Pregnant Colleague Told 'Keep Your Legs Shut' in Workplace Insult
As I made my way from the car park to the office, moving slowly due to my advanced pregnancy, a sharp voice called out from behind me. "Are you sure you're only carrying one?" the voice asked. At eight months pregnant, with numerous complications that left me in constant pain and struggling to breathe, I didn't find this initial question particularly intrusive. My body felt like it was carrying quadruplets rather than a single baby, and waddling had become my only mode of transportation.
The Crushing Insult
What came next, however, made me see red. The colleague stuck her head back out of the window and shouted, "I bet you wish you'd kept your legs shut now!" before bursting into laughter as if she had delivered the funniest joke imaginable. The comment landed like a physical blow, leaving me feeling punched in the gut. I couldn't believe someone would have the audacity to shout such a thing at a heavily pregnant woman, especially in a workplace environment, and particularly from someone with whom I had no close relationship.
The Hidden Struggle
What this woman didn't know was how desperately I had wanted to become pregnant and how hard I had struggled to conceive.
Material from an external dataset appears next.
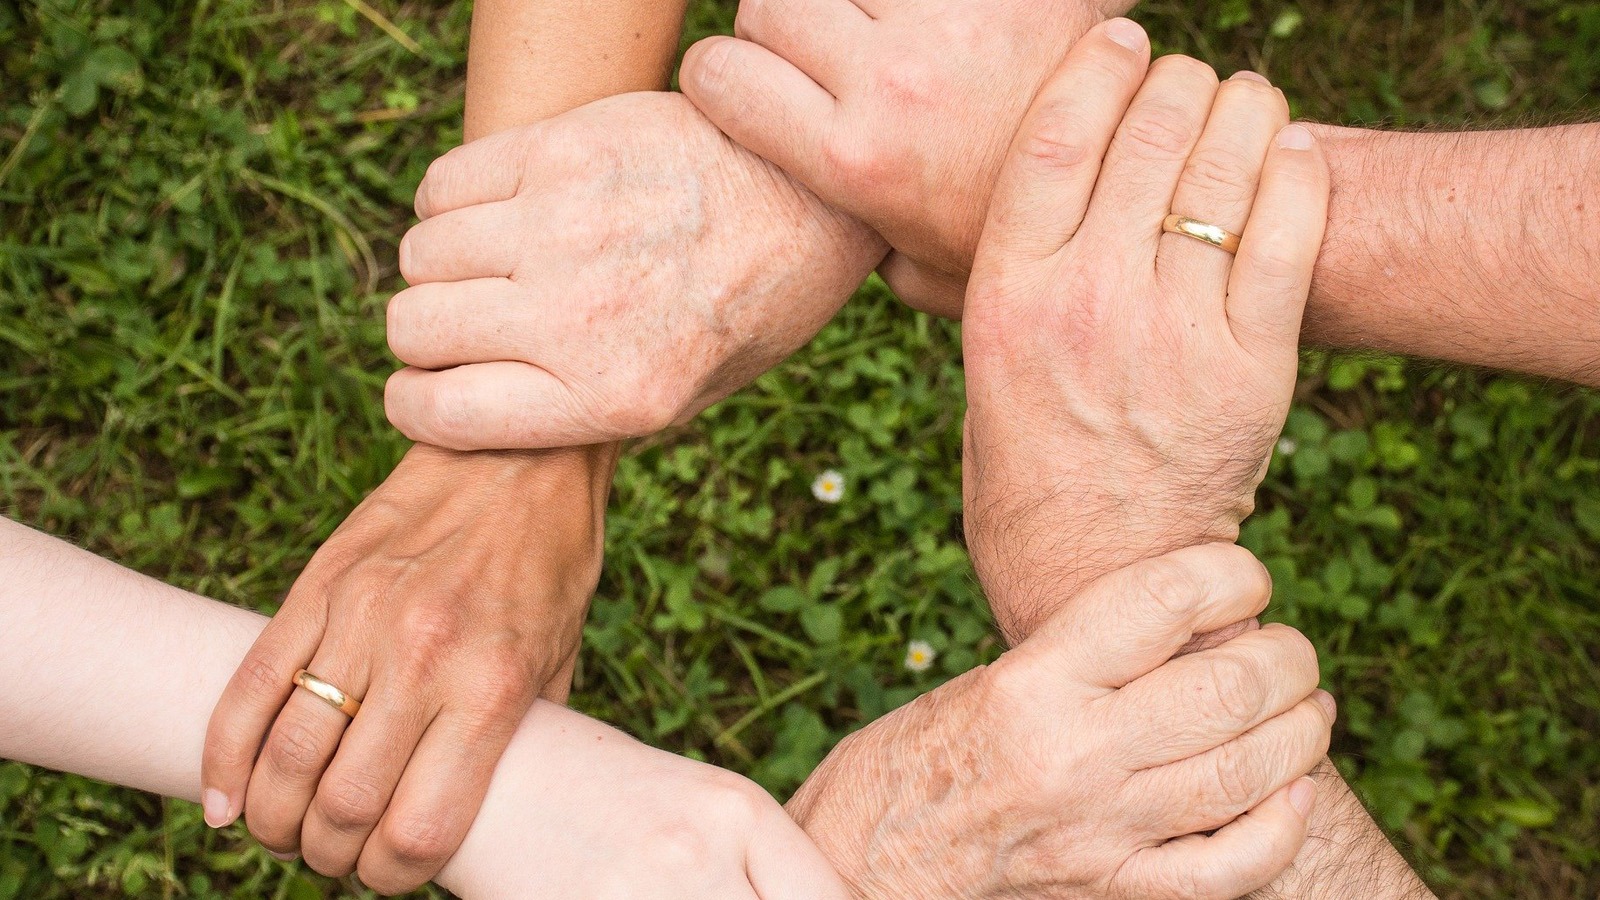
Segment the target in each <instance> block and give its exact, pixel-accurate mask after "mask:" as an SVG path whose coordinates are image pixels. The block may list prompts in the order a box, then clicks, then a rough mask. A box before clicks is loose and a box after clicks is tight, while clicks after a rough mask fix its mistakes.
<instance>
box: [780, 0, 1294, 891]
mask: <svg viewBox="0 0 1600 900" xmlns="http://www.w3.org/2000/svg"><path fill="white" fill-rule="evenodd" d="M1147 62H1149V42H1147V40H1146V37H1144V32H1142V30H1141V29H1139V27H1138V26H1134V24H1133V22H1128V21H1117V22H1109V24H1107V26H1102V27H1099V29H1096V30H1093V32H1090V34H1088V35H1086V37H1085V38H1083V42H1080V43H1078V45H1077V46H1075V48H1074V50H1072V53H1070V54H1069V56H1067V61H1066V62H1064V64H1062V67H1061V69H1059V70H1058V72H1056V75H1054V77H1053V78H1051V82H1050V85H1048V86H1046V88H1045V91H1043V94H1042V96H1040V99H1038V101H1037V104H1035V107H1034V112H1032V114H1030V122H1029V125H1026V127H1024V128H1022V135H1021V136H1019V138H1018V141H1016V146H1014V147H1013V152H1011V160H1013V162H1011V163H1010V165H1011V168H1010V170H1006V171H1008V179H1006V186H1005V195H1003V199H1002V197H998V195H997V200H995V211H994V219H992V221H990V226H989V227H987V229H986V231H984V247H986V250H987V251H986V253H984V255H982V259H981V264H982V267H981V271H979V275H976V277H974V280H973V291H974V293H973V298H971V301H970V303H971V307H973V315H971V319H970V320H968V325H966V328H965V335H963V349H965V359H966V370H968V420H966V442H965V448H966V460H965V476H966V485H965V487H966V504H965V506H966V511H968V517H966V520H968V544H970V548H971V551H973V559H974V564H976V567H978V573H979V581H982V585H984V589H986V593H987V594H989V596H990V602H992V605H994V607H995V610H997V612H998V610H1002V609H1011V610H1016V609H1019V607H1021V605H1022V604H1021V602H1008V601H1010V599H1011V597H1027V599H1029V602H1034V604H1054V607H1056V609H1058V610H1061V609H1070V605H1062V604H1064V602H1066V601H1064V597H1067V593H1066V588H1064V585H1067V583H1077V581H1075V578H1077V577H1080V575H1083V573H1082V572H1070V567H1072V565H1074V564H1077V557H1074V556H1072V554H1070V552H1062V551H1061V548H1062V544H1069V543H1070V541H1072V540H1078V532H1080V530H1090V532H1093V517H1104V519H1106V520H1107V524H1109V525H1112V527H1114V525H1115V522H1117V519H1115V512H1117V509H1115V503H1114V501H1106V503H1101V501H1098V500H1096V498H1094V492H1101V490H1106V492H1109V493H1122V492H1128V490H1134V488H1138V487H1139V485H1142V487H1144V488H1147V493H1149V495H1150V496H1158V498H1162V500H1170V501H1171V503H1174V504H1189V503H1192V500H1194V498H1190V496H1189V495H1187V493H1184V495H1182V496H1178V495H1176V493H1178V488H1176V487H1166V482H1162V480H1160V479H1162V476H1163V471H1162V469H1163V456H1165V455H1170V453H1173V448H1174V447H1184V448H1186V450H1187V448H1189V444H1198V445H1200V450H1190V452H1192V453H1197V456H1195V458H1194V460H1192V463H1194V464H1195V466H1197V468H1198V469H1200V471H1203V472H1205V474H1208V476H1210V474H1213V472H1221V474H1224V476H1226V477H1227V479H1229V480H1230V482H1232V484H1230V487H1229V488H1227V490H1218V492H1216V493H1218V495H1219V496H1218V498H1211V496H1202V498H1200V500H1206V501H1208V503H1210V506H1206V508H1203V509H1202V511H1200V519H1202V520H1205V522H1208V525H1210V527H1214V528H1219V530H1226V528H1227V524H1229V522H1230V525H1232V527H1234V528H1237V524H1238V517H1240V516H1242V514H1243V508H1246V506H1248V503H1250V496H1251V492H1253V488H1254V484H1256V479H1258V477H1259V469H1261V468H1262V463H1264V460H1266V456H1267V447H1270V442H1272V440H1274V439H1275V436H1277V429H1278V428H1280V426H1282V421H1283V415H1285V412H1286V408H1288V402H1290V394H1291V391H1293V383H1294V370H1296V333H1298V328H1299V307H1301V306H1302V304H1304V296H1306V282H1307V280H1309V277H1310V266H1312V259H1314V256H1315V250H1317V243H1318V240H1320V237H1322V227H1323V213H1325V207H1326V168H1325V163H1323V159H1322V155H1320V152H1318V151H1317V149H1315V144H1314V141H1310V136H1309V135H1307V133H1306V131H1304V130H1299V128H1285V125H1286V122H1288V110H1286V107H1285V104H1283V99H1282V96H1280V94H1277V93H1275V91H1274V90H1272V88H1270V86H1269V85H1264V83H1261V82H1254V80H1238V82H1234V83H1230V85H1227V86H1226V88H1222V90H1221V91H1219V90H1218V85H1216V80H1214V75H1211V74H1210V70H1208V69H1205V67H1203V66H1200V64H1198V62H1195V61H1192V59H1182V58H1170V59H1163V61H1162V62H1160V64H1157V66H1155V67H1152V69H1149V78H1146V72H1147ZM1218 94H1222V96H1218ZM1213 98H1218V99H1216V104H1214V106H1213ZM1202 130H1203V131H1205V135H1206V136H1208V139H1210V141H1211V143H1216V141H1227V143H1230V144H1232V147H1230V149H1234V151H1235V152H1237V155H1238V159H1240V160H1242V170H1240V171H1235V173H1229V175H1230V181H1229V183H1226V184H1216V186H1211V184H1208V186H1203V187H1205V189H1211V191H1213V192H1214V194H1218V195H1214V197H1210V199H1211V200H1216V202H1219V203H1226V208H1227V210H1229V213H1230V216H1234V218H1237V219H1238V221H1230V223H1229V226H1230V227H1235V229H1240V231H1245V232H1246V245H1245V247H1243V248H1242V250H1240V264H1238V267H1237V269H1234V271H1232V280H1230V266H1229V259H1230V258H1229V256H1227V255H1226V253H1221V251H1218V250H1216V248H1213V247H1208V245H1203V243H1198V242H1194V240H1189V239H1182V240H1181V242H1179V240H1173V239H1171V237H1163V235H1162V234H1160V231H1155V232H1154V234H1150V232H1149V229H1146V227H1144V226H1142V224H1141V223H1142V221H1144V218H1147V216H1149V215H1152V210H1165V208H1166V203H1168V202H1170V200H1171V197H1173V194H1174V191H1176V192H1179V194H1182V192H1184V191H1186V189H1192V184H1190V183H1187V181H1186V179H1184V178H1182V173H1184V170H1186V168H1187V163H1189V160H1190V159H1194V157H1195V155H1200V154H1202V152H1211V151H1214V147H1211V146H1208V144H1206V141H1202V146H1200V147H1197V146H1195V144H1194V141H1190V139H1186V138H1182V135H1186V133H1192V135H1195V136H1198V135H1200V133H1202ZM1064 131H1066V133H1069V135H1078V136H1080V139H1082V143H1080V144H1069V143H1066V136H1064ZM1102 162H1104V168H1102ZM1258 176H1259V178H1258ZM1258 181H1259V183H1261V184H1262V187H1261V210H1258V211H1256V213H1251V205H1253V200H1254V197H1256V184H1258ZM1091 197H1093V202H1091ZM1154 215H1157V221H1160V216H1162V215H1163V213H1162V211H1157V213H1154ZM1253 216H1256V218H1259V219H1261V221H1259V226H1256V227H1254V231H1250V229H1246V227H1245V221H1246V219H1248V218H1253ZM1106 259H1117V261H1118V263H1117V264H1106V266H1101V264H1098V263H1099V261H1106ZM1173 368H1182V370H1184V372H1186V376H1184V378H1179V380H1178V383H1176V384H1170V383H1166V381H1170V380H1171V370H1173ZM1146 378H1147V380H1146ZM1218 432H1222V434H1232V436H1238V439H1240V445H1235V447H1230V452H1229V453H1227V455H1224V456H1222V458H1206V456H1203V455H1198V453H1203V448H1205V447H1206V445H1210V444H1211V442H1213V440H1211V437H1213V436H1214V434H1218ZM1112 447H1114V448H1115V450H1117V452H1118V466H1120V468H1112V466H1110V463H1109V461H1107V456H1109V453H1107V448H1112ZM1186 463H1187V461H1186ZM1077 464H1083V466H1088V468H1094V466H1099V468H1101V469H1104V471H1101V472H1091V471H1070V469H1066V466H1077ZM1035 476H1037V477H1035ZM1102 477H1104V482H1106V484H1104V485H1102V484H1101V479H1102ZM1187 480H1189V479H1187V477H1184V471H1182V469H1179V471H1178V474H1176V476H1174V477H1173V484H1174V485H1178V487H1186V482H1187ZM1203 480H1205V479H1202V482H1203ZM1165 495H1173V496H1170V498H1168V496H1165ZM1136 496H1142V495H1136ZM1128 540H1130V541H1133V546H1131V548H1130V549H1131V552H1134V554H1139V552H1146V549H1147V546H1149V544H1147V543H1141V541H1147V540H1149V538H1147V536H1142V535H1136V536H1130V538H1128ZM1003 544H1005V546H1003ZM1069 549H1070V548H1069ZM1096 549H1098V552H1101V554H1102V556H1112V552H1114V551H1110V549H1101V548H1098V544H1096ZM1115 552H1122V551H1120V549H1117V551H1115ZM1152 556H1154V554H1152ZM1064 569H1066V570H1067V572H1070V575H1067V573H1064ZM1056 591H1061V593H1056ZM1155 593H1157V594H1158V593H1160V591H1155ZM1128 615H1134V613H1133V609H1131V607H1130V610H1128ZM1037 623H1038V620H1030V618H1022V617H1016V618H1011V620H1008V621H1003V626H1005V628H1006V633H1008V634H1010V636H1011V637H1013V639H1021V634H1022V633H1032V631H1034V629H1035V628H1037ZM1202 631H1205V629H1195V634H1200V633H1202ZM1277 631H1278V626H1269V628H1267V629H1264V633H1277ZM1195 634H1189V636H1186V637H1194V636H1195ZM1250 634H1251V633H1246V634H1243V636H1237V633H1235V636H1234V637H1230V639H1222V637H1218V639H1214V641H1226V642H1224V644H1222V647H1237V645H1238V642H1240V641H1243V639H1246V637H1250ZM1024 645H1026V644H1024ZM1115 645H1118V647H1126V649H1128V652H1130V653H1138V650H1136V642H1131V641H1117V642H1115ZM1176 649H1178V647H1176V645H1173V650H1176ZM1216 652H1218V650H1216V649H1210V650H1200V652H1197V653H1195V658H1198V660H1213V658H1214V655H1216ZM1248 681H1250V677H1248V676H1246V677H1245V679H1234V677H1224V679H1222V682H1221V684H1218V687H1216V693H1218V697H1221V698H1238V697H1240V695H1242V693H1245V692H1248V690H1246V689H1245V687H1243V685H1245V684H1248ZM1040 705H1042V706H1048V708H1051V709H1054V708H1058V705H1056V703H1050V701H1042V703H1040ZM1248 711H1250V709H1248V705H1245V706H1243V708H1240V709H1235V711H1234V714H1238V713H1248ZM1227 716H1229V714H1222V716H1221V717H1222V719H1227ZM989 730H992V727H984V725H973V724H970V722H968V721H966V719H965V717H963V716H962V711H958V709H952V708H949V706H939V705H934V703H931V701H930V703H915V705H910V706H907V708H904V709H901V711H898V713H894V714H893V716H890V717H885V719H882V721H878V722H874V724H870V725H867V727H866V729H862V730H861V732H858V733H854V735H851V737H850V738H848V740H846V741H843V743H842V745H840V746H838V748H837V749H835V751H834V753H832V754H830V756H829V759H827V761H824V764H822V765H821V767H819V769H818V772H816V773H814V775H813V777H811V778H810V780H808V781H806V785H805V786H802V790H800V791H798V793H797V796H795V798H794V801H792V802H790V804H789V810H790V814H794V815H795V818H797V822H800V823H802V825H805V828H806V831H808V833H810V834H811V836H813V838H814V839H816V841H818V844H819V846H821V847H822V850H824V852H826V854H827V855H829V858H830V860H834V863H835V865H837V866H838V870H840V874H843V876H845V878H846V881H850V884H851V887H853V890H854V892H856V894H858V895H866V897H906V895H914V897H923V895H930V897H931V895H950V897H1075V895H1078V894H1077V892H1075V882H1074V881H1072V878H1070V876H1069V874H1067V873H1070V870H1072V866H1074V865H1075V860H1074V855H1075V854H1077V852H1078V850H1080V846H1078V842H1082V838H1080V836H1077V834H1075V833H1074V830H1072V828H1070V826H1069V825H1067V823H1051V822H1050V814H1048V812H1046V814H1043V815H1037V814H1035V817H1030V815H1029V810H1030V809H1034V804H1029V802H1022V804H1019V807H1021V809H1018V807H1011V809H1006V807H1005V802H1002V801H995V799H992V794H984V793H981V791H974V793H971V794H970V793H966V791H963V790H958V788H957V790H952V788H949V786H947V785H949V783H950V781H955V785H958V786H965V785H966V783H970V781H971V783H982V785H989V786H990V790H992V793H994V794H997V796H1000V798H1011V796H1016V794H1013V790H1021V785H1018V786H1016V788H1013V785H1016V783H1018V781H1021V783H1026V777H1018V775H1016V772H1018V769H1021V770H1024V772H1029V770H1030V769H1029V767H1027V764H1026V761H1027V757H1029V754H1027V753H1026V749H1024V751H1021V753H1019V751H1016V749H1013V748H1016V746H1024V748H1026V746H1029V743H1030V741H1035V743H1037V741H1038V740H1042V738H1038V737H1034V738H1030V741H1029V740H1014V741H1013V740H995V741H984V743H982V745H976V746H974V745H973V741H971V740H970V738H968V740H963V738H960V737H957V735H978V733H989ZM952 732H954V733H952ZM941 746H947V748H954V749H944V751H939V749H938V748H941ZM928 759H933V761H934V764H930V762H928ZM1312 765H1315V759H1298V761H1296V769H1294V770H1296V773H1299V772H1309V770H1310V769H1312ZM1227 780H1229V778H1226V777H1224V778H1222V781H1227ZM1032 791H1034V793H1035V794H1037V796H1038V801H1037V802H1038V807H1042V809H1043V810H1059V809H1069V807H1070V806H1072V804H1070V802H1061V801H1059V799H1058V798H1054V796H1053V794H1050V793H1048V788H1046V786H1034V788H1032ZM986 798H987V799H986ZM928 836H938V839H930V838H928ZM1051 839H1061V841H1062V842H1061V844H1053V842H1051ZM973 860H978V863H979V865H974V863H973ZM912 863H914V865H912ZM1187 871H1189V873H1190V874H1195V873H1197V870H1187ZM1274 874H1275V873H1274ZM1230 887H1232V889H1234V892H1232V894H1226V892H1221V890H1216V887H1214V886H1211V887H1208V886H1205V884H1203V882H1200V881H1198V876H1197V881H1189V882H1174V881H1168V882H1166V884H1162V886H1150V884H1142V886H1139V887H1136V889H1130V887H1126V886H1125V890H1123V894H1122V895H1126V897H1150V895H1174V897H1179V895H1210V894H1211V892H1214V890H1216V892H1218V894H1226V895H1230V897H1232V895H1238V894H1242V892H1245V890H1248V889H1253V887H1258V886H1254V884H1253V886H1238V884H1234V886H1230Z"/></svg>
For over a year, I had been militant about my efforts: taking tablets, tracking ovulation with strips and apps, checking online forums for advice, trying various diets, and meticulously timing intimacy with my partner. Each month that passed without conception felt like another failure of my body, taking a significant mental toll. The false hopes were particularly devastating—positive pregnancy tests that turned into pain, tears, and quickly discarded bloodied tissues.
When I finally conceived, after considerable strain on my relationship, it almost felt too good to be true. This anxiety manifested as intense stress throughout my first trimester, convinced I would miscarry at any moment. While the pregnancy initially progressed well, complications soon emerged.
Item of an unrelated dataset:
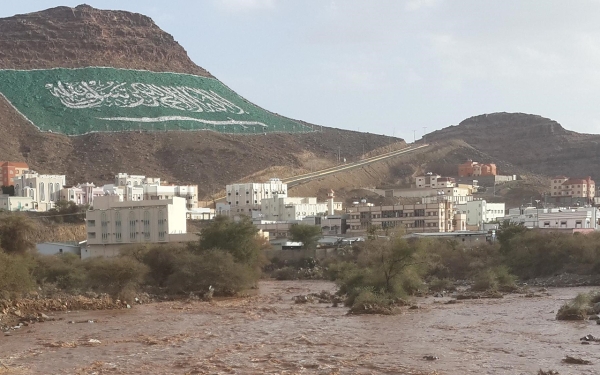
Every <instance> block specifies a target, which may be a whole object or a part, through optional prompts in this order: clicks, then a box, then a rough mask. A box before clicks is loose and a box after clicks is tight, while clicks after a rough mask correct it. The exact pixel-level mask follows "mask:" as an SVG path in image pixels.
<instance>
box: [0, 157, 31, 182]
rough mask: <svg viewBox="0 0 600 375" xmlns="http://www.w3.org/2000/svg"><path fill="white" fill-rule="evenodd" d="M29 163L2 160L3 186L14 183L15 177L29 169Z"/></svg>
mask: <svg viewBox="0 0 600 375" xmlns="http://www.w3.org/2000/svg"><path fill="white" fill-rule="evenodd" d="M28 170H29V166H28V165H27V163H20V162H14V161H0V176H1V177H2V186H10V185H13V178H15V177H19V176H20V175H22V174H23V172H25V171H28Z"/></svg>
Medical Complications and Workplace Insensitivity
My pregnancy was immediately classified as high risk due to pre-existing hypothyroidism, requiring increasingly regular appointments, scans, and blood tests to monitor both my health and the baby's. I had never felt so consistently ill and in pain. Around four months, I developed excess fluid, followed by a diabetes diagnosis just weeks later. The third trimester brought pelvic pain and rapid fluid retention approximately two weeks before induction.
To compound these challenges, I was diagnosed with polyhydramnios (excess amniotic fluid), gestational diabetes, pelvic girdle pain, and severe fluid retention that left me unable to stand or walk without crying. As soon as I began sharing news of my pregnancy, people seemed to feel entitled to ask intrusive personal questions about conception, with most assuming it had been accidental—an utterly demeaning experience.
Workplace Response and Aftermath
After the car park incident, I immediately told my team what had happened. One colleague who understood my fertility journey and had witnessed previous moments of devastation agreed the comments were despicable. I considered reporting the incident to HR, but the company's cliquey culture made me fear my concerns wouldn't be taken seriously. Instead, I kept my head down and successfully avoided the colleague until my maternity leave began.
In February 2020, just three weeks before national lockdowns began, I was induced into a 16-hour labor featuring back-to-back contractions that never stopped. An emergency episiotomy and forceps delivery finally brought my baby into the world. The colleague's comments still haunt me today—especially given how desperately I had wanted motherhood and how hard I had struggled with fertility.
Moving Forward
When I became pregnant again ten months later (thankfully through a quicker process), I decided to leave the company. Upon returning from maternity leave, I was being moved between departments without receiving appropriate compensation for my work. Leaving proved the best decision for both my career and mental health. My second pregnancy mirrored the first medically, though I was better prepared emotionally. Being mostly in lockdown during 2021 meant I rarely encountered people outside my bubble and medical team—a situation for which I was actually thankful, as it spared me from unwanted stomach touches and insensitive comments.
This experience has taught me profound lessons about empathy and restraint. When I see heavily pregnant women struggling with their mobility, I never make assumptions about their pregnancy choices or disguise insensitive remarks as jokes. Instead, I offer a sympathetic smile. You never know what someone has endured, and as I now teach my two children: if you have nothing nice to say, sometimes it's better to say nothing at all.